Photo 10/18   |   1978 Winnebago Brave Front View
The tow truck dropped the Brave at our friend’s property in the wee hours of the morning, and by midday we had it leveled in its permanent spot. We immediately covered the wheel well openings with plywood to protect the tires from UV-caused dry rot.
Photo 11/18   |   1978 Winnebago Brave Front View
Other trailers had been parked at the property and used the same way we planned to use our RV. This toy-hauler has been in the desert for several years, and as parts within it broke or wore out, they were replaced with external parts. Here, you can see a protective wooden box that has been built to house an external generator.
Photo 12/18   |   Parked Trailer 01
We enjoyed looking at the variety of trailers stashed around the area. Some of them were actually so old and unique that they may someday have value as vintage equipment. Others will be used until they no longer provide comfortable shelter and will likely rust and decompose in the harsh desert.

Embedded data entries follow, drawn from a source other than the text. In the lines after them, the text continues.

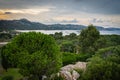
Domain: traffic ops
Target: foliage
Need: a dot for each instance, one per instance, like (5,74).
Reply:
(12,72)
(87,38)
(35,54)
(68,58)
(68,47)
(7,78)
(5,37)
(105,65)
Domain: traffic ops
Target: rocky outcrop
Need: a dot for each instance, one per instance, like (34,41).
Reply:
(69,72)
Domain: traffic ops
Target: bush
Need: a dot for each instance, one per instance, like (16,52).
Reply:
(7,78)
(33,53)
(68,58)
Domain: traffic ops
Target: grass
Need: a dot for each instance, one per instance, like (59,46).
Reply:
(12,72)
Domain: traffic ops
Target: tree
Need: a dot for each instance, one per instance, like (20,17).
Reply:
(87,38)
(35,54)
(105,65)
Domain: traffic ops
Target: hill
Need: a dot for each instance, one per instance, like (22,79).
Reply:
(24,24)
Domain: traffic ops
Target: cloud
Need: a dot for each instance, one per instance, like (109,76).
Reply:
(70,21)
(88,6)
(8,13)
(96,20)
(25,11)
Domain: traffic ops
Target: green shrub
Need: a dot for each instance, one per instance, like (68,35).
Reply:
(7,78)
(68,58)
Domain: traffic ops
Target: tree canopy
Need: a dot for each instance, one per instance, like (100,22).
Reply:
(33,53)
(87,38)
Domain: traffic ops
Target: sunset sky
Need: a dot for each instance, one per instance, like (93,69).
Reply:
(104,13)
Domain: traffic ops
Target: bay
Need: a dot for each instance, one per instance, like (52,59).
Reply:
(67,32)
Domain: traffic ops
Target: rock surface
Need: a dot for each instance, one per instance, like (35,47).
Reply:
(68,72)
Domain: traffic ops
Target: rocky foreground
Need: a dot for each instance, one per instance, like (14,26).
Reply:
(70,72)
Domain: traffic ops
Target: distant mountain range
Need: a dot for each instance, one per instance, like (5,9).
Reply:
(24,24)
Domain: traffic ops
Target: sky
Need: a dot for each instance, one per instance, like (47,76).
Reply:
(104,13)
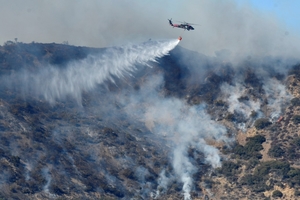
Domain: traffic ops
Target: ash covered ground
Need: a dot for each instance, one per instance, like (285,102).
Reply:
(146,121)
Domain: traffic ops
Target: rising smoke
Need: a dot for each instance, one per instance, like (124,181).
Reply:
(52,83)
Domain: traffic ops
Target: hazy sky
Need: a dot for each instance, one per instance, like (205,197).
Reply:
(244,27)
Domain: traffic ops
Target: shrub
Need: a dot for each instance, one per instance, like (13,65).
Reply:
(276,151)
(228,168)
(277,193)
(251,148)
(295,102)
(296,119)
(262,123)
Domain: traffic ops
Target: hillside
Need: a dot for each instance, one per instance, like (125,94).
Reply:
(181,126)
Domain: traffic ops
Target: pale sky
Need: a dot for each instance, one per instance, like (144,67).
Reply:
(244,27)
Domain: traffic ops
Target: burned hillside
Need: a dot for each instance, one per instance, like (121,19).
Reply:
(182,125)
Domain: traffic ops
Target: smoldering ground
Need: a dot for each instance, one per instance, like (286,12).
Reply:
(238,28)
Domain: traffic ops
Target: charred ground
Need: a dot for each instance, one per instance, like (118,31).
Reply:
(66,151)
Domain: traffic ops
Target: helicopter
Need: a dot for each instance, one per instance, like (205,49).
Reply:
(184,25)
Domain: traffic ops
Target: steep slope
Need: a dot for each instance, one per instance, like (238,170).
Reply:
(182,125)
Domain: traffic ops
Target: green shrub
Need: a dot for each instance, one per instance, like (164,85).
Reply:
(277,193)
(276,151)
(296,119)
(295,102)
(262,123)
(228,168)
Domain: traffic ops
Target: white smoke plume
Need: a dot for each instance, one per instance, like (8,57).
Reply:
(232,93)
(182,125)
(277,96)
(53,83)
(47,175)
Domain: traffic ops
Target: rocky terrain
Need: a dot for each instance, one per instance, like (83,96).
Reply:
(182,126)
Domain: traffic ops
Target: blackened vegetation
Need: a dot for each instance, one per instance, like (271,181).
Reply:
(66,152)
(262,123)
(250,149)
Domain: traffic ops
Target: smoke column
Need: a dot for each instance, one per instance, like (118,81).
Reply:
(53,83)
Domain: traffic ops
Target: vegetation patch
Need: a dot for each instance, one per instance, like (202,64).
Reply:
(262,123)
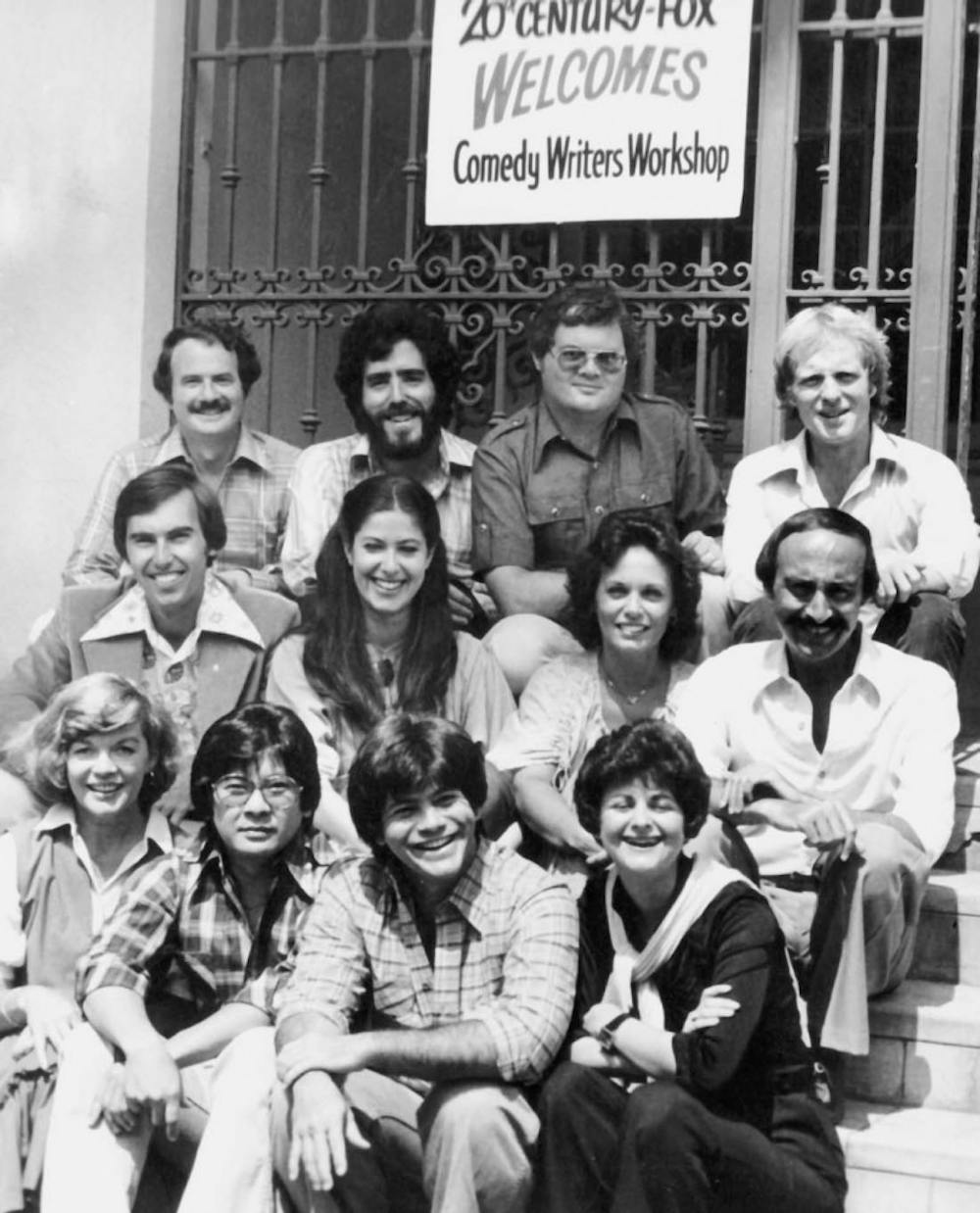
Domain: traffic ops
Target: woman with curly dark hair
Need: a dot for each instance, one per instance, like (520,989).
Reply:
(689,1086)
(382,640)
(634,595)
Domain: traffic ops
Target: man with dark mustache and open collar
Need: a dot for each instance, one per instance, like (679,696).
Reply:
(832,754)
(398,373)
(205,371)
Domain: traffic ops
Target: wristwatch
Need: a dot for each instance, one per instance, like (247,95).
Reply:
(608,1030)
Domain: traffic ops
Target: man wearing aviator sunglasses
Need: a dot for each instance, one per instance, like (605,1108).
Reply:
(187,963)
(547,475)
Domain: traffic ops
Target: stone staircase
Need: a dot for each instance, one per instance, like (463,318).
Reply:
(911,1136)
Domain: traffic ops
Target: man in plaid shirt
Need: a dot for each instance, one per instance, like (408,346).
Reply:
(205,371)
(433,982)
(398,372)
(187,961)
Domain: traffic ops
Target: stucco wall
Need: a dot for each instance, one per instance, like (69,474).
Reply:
(90,95)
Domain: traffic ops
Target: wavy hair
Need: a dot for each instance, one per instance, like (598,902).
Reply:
(96,703)
(812,327)
(335,653)
(407,754)
(375,332)
(616,534)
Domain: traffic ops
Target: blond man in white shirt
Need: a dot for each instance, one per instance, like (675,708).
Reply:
(832,367)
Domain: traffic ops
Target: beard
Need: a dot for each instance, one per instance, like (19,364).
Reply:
(404,447)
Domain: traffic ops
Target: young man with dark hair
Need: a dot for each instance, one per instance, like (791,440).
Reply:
(187,962)
(398,373)
(205,371)
(178,632)
(433,983)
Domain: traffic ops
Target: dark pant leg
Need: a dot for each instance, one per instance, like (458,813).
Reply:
(756,621)
(679,1157)
(929,626)
(578,1145)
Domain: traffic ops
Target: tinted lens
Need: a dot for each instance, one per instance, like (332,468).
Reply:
(607,361)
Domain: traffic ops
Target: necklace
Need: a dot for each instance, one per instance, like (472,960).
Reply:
(636,697)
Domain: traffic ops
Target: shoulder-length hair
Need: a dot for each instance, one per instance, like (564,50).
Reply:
(335,654)
(243,738)
(616,534)
(96,703)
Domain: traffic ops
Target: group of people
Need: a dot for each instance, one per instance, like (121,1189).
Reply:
(412,825)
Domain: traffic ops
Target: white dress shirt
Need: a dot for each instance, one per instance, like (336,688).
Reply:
(909,498)
(888,750)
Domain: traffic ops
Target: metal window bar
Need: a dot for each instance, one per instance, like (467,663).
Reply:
(483,281)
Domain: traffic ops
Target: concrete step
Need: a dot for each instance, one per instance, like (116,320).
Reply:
(948,946)
(911,1160)
(924,1049)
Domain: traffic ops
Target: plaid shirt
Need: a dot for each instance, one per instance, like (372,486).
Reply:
(325,472)
(179,934)
(253,495)
(506,956)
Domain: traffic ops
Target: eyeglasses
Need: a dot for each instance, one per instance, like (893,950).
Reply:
(572,360)
(233,791)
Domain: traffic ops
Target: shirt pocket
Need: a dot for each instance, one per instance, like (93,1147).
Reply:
(558,525)
(653,494)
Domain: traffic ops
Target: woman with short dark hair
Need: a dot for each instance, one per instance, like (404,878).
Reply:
(633,595)
(689,1087)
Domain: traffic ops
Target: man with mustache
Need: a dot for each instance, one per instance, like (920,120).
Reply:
(832,754)
(832,367)
(205,371)
(398,373)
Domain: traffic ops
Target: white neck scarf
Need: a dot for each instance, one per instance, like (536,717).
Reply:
(636,969)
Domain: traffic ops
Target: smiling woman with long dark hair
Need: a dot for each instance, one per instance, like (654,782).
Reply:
(689,1087)
(382,638)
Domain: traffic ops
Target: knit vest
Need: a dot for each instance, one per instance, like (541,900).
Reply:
(56,906)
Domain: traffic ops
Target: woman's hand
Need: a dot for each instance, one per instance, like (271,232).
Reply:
(712,1008)
(598,1015)
(50,1018)
(112,1104)
(740,785)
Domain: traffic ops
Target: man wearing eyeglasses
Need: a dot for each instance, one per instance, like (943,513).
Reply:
(547,475)
(187,963)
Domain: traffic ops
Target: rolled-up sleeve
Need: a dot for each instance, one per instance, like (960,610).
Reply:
(529,1018)
(329,969)
(134,933)
(948,536)
(289,687)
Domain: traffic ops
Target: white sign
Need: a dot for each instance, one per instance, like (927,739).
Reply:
(547,111)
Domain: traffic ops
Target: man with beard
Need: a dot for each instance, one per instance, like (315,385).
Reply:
(205,371)
(832,754)
(398,373)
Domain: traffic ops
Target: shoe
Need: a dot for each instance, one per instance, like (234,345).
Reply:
(830,1079)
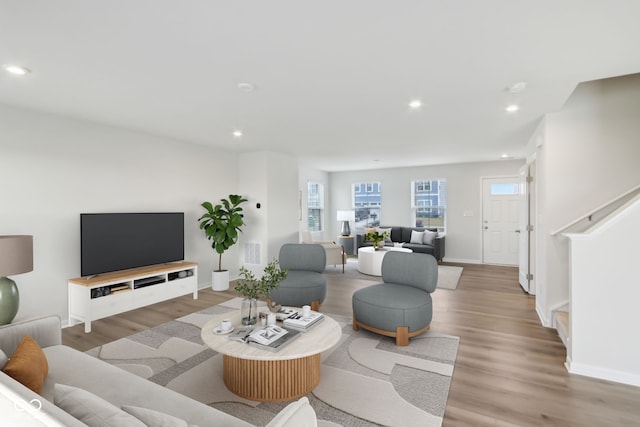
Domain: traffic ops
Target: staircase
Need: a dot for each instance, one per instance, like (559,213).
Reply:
(601,315)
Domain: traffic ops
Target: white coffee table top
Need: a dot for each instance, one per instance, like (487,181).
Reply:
(370,260)
(319,338)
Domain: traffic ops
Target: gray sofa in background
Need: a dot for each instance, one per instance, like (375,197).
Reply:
(403,235)
(109,387)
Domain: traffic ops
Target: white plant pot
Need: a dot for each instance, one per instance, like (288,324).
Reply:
(220,280)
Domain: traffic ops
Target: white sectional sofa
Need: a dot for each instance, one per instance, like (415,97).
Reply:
(93,381)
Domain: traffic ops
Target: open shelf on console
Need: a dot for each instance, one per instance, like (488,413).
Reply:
(107,294)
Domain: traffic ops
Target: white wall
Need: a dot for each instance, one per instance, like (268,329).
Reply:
(54,168)
(464,233)
(589,157)
(270,179)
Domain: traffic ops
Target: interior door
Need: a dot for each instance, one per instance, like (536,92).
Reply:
(524,268)
(501,220)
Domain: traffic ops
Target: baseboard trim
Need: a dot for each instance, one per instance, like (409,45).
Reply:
(603,373)
(462,261)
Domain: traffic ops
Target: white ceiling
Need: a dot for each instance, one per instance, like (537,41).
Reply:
(333,78)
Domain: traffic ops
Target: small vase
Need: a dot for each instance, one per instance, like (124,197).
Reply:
(249,311)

Photo 13/18   |   Parked Trailers
Parked trailers can serve as a repository for other equipment that is functional but no longer aesthetically appropriate for home use. Here, we see multiple generations of barbecue grills relegated to desert camping.
Photo 14/18   |   1978 Winnebago Brave Onboard Propane Tanks
Filling onboard propane tanks within an RV can be troublesome if the said RV is no longer mobile. Removing a large on-board tank and replacing it with a smaller twin BBQ-style tank system is the way to go. They can be detached easily and refilled at any propane-dispensing station.
Photo 15/18   |   1978 Winnebago Brave Pop Out
Factory pop out a little tired? No problem. If your eyes are sharp here, you may notice the pop out is supported by a jack-stand. Because roadworthiness is no longer a factor, quick fixes that wouldn’t be safe to tow become okay.
Photo 16/18   |   Pickup Truck Bed
One big advantage of a permanently parked RV at a campsite is only certain necessities need to be transported in and out. No longer needing to use his truck bed to haul sleeping bags, tables, and other camping supplies, this truck owner was free to use his bed to haul out a supply of bottles to be recycled.
Photo 17/18   |   1978 Winnebago Brave Covered Wheels
In the desert, utility trumps looking respectable. Wood tire covers and grates laid down in dirt serve as permanent fixtures.
Photo 18/18   |   1978 Winnebago Brave Side View
As we departed our desert campsite for the last time this season, we secured the Winnebago for several months of storage. We sealed gaps between windows with tape in an attempt to keep excessive dust from entering the RV. As of this writing, we are halfway through the summer off-season and are looking forward to visiting the Brave as soon as temperatures start to cool.